Pierwszy Detektyw . . . . . . . . Jupiter Jones

Drugi Detektyw . . . . . . . . . Pete Crenshaw

Dokumentacja i analizy . . . . . Bob Andrews

 

 

Jupe zerknął na kartę i kiwnął głową, że ją poznaje.

- Przyjaciel, od którego dostałem tę wizytówkę - dodał pan Prentice - powiedział mi, że jesteście detektywami, których szczególnie interesują rzeczy... no, raczej niezwykłe.

- To prawda - potwierdził Jupe. - Te pytajniki na wizytówce, oznaczające nieznane, można traktować jako wyraz tych zainteresowań. Mamy już na koncie rozwiązanie paru raczej dziwacznych zagadek.
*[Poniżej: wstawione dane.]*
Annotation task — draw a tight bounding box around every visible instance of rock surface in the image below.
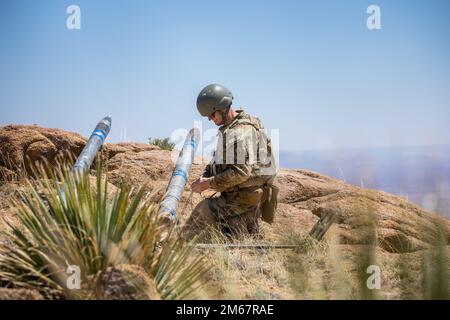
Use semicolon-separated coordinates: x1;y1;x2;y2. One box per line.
0;125;450;299
0;125;450;253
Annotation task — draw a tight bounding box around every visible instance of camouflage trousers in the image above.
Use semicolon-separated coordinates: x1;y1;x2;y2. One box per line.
183;193;261;239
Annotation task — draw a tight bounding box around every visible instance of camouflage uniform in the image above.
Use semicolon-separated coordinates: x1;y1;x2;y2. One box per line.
187;110;275;235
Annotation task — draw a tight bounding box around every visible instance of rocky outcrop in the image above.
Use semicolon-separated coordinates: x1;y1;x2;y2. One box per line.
0;126;450;253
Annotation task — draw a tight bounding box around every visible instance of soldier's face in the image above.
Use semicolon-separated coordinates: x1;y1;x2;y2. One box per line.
208;111;222;126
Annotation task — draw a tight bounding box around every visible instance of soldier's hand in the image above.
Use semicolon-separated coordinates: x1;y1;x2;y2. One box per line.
191;177;211;193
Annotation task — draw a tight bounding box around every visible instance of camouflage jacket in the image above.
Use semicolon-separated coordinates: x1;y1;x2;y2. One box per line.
203;110;276;192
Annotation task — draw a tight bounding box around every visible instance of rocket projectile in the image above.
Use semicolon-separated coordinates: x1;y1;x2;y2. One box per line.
159;128;200;220
73;116;111;172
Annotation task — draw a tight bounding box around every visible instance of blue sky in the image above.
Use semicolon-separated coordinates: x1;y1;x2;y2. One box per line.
0;0;450;150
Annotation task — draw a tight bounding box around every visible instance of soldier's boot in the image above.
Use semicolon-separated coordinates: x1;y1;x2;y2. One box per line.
221;214;248;238
243;208;261;237
181;199;217;240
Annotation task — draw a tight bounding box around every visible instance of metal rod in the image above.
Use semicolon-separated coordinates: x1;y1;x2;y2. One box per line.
73;116;111;172
159;128;200;220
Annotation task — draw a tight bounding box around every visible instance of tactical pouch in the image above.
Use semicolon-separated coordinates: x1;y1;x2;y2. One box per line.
261;185;279;223
237;187;264;206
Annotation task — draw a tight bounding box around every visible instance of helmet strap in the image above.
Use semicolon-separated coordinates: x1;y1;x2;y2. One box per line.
220;106;231;126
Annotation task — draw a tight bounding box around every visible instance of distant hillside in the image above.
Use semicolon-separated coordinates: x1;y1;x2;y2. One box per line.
0;126;450;299
280;146;450;217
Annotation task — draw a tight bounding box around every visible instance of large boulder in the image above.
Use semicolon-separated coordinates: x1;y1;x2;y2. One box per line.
0;126;450;253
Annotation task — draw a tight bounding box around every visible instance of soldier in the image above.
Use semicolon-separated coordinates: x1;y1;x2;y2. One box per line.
185;84;277;237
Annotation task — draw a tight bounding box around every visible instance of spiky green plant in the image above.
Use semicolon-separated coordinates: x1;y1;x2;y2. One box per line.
0;160;207;299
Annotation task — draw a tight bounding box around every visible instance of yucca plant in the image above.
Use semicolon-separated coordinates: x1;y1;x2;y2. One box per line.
0;160;207;299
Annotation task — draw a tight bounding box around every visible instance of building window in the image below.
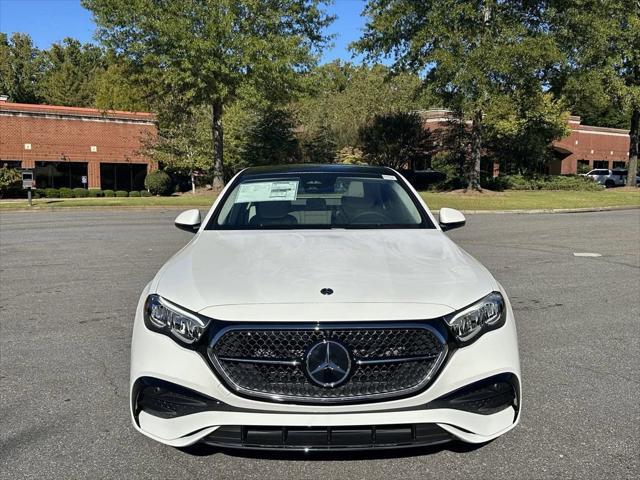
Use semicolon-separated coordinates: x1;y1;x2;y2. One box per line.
0;160;22;169
593;160;609;168
577;160;591;173
613;162;627;170
35;162;87;188
100;163;147;192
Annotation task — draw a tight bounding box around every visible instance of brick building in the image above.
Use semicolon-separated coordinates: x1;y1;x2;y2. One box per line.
421;110;630;175
549;116;630;175
0;97;157;190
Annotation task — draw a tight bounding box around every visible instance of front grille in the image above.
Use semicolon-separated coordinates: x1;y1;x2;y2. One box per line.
208;323;447;403
202;423;452;451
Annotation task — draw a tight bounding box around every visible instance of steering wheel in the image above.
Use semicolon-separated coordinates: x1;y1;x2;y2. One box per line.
351;212;391;224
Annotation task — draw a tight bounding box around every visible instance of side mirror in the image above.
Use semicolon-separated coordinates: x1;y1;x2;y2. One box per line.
439;208;467;232
175;208;202;233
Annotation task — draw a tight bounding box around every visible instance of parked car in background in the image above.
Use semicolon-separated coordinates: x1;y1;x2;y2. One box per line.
585;168;640;188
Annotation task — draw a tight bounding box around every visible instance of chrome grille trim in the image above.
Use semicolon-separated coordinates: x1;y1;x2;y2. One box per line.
207;321;448;404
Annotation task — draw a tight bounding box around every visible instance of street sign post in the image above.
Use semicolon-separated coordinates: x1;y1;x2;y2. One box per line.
22;170;36;207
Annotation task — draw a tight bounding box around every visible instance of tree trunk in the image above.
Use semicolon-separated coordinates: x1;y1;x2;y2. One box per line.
211;101;224;189
627;108;640;187
467;110;482;191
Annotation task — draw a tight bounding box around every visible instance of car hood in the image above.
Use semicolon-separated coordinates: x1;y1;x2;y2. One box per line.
152;229;497;320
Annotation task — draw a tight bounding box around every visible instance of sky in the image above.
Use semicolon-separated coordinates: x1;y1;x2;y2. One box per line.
0;0;365;63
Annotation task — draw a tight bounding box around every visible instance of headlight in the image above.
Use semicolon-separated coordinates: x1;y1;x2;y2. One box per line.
446;292;506;346
144;295;211;345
Ale dopiero kiedy usłyszymy, co pana trapi, zorientujemy się, czy możemy pomóc. Jesteśmy przygotowani do podjęcia próby, oczywiście, że tak. Rozpoczęliśmy już nawet wstępne przygotowania do pańskiej sprawy. Po otrzymaniu listu, dziś rano, przystąpiliśmy do kompletowania danych, o panu!

- Co? - krzyknął Prentice. - Co za bezczelność!

- Jeśli ma pan być naszym klientem, musimy coś o panu wiedzieć, czy to nie jest zrozumiałe? - tłumaczył spokojnie Jupe.

- Nie chcę, żeby ktoś wścibiał nos w moje osobiste sprawy - opierał się Prentice. - Jestem osobą całkowicie prywatną.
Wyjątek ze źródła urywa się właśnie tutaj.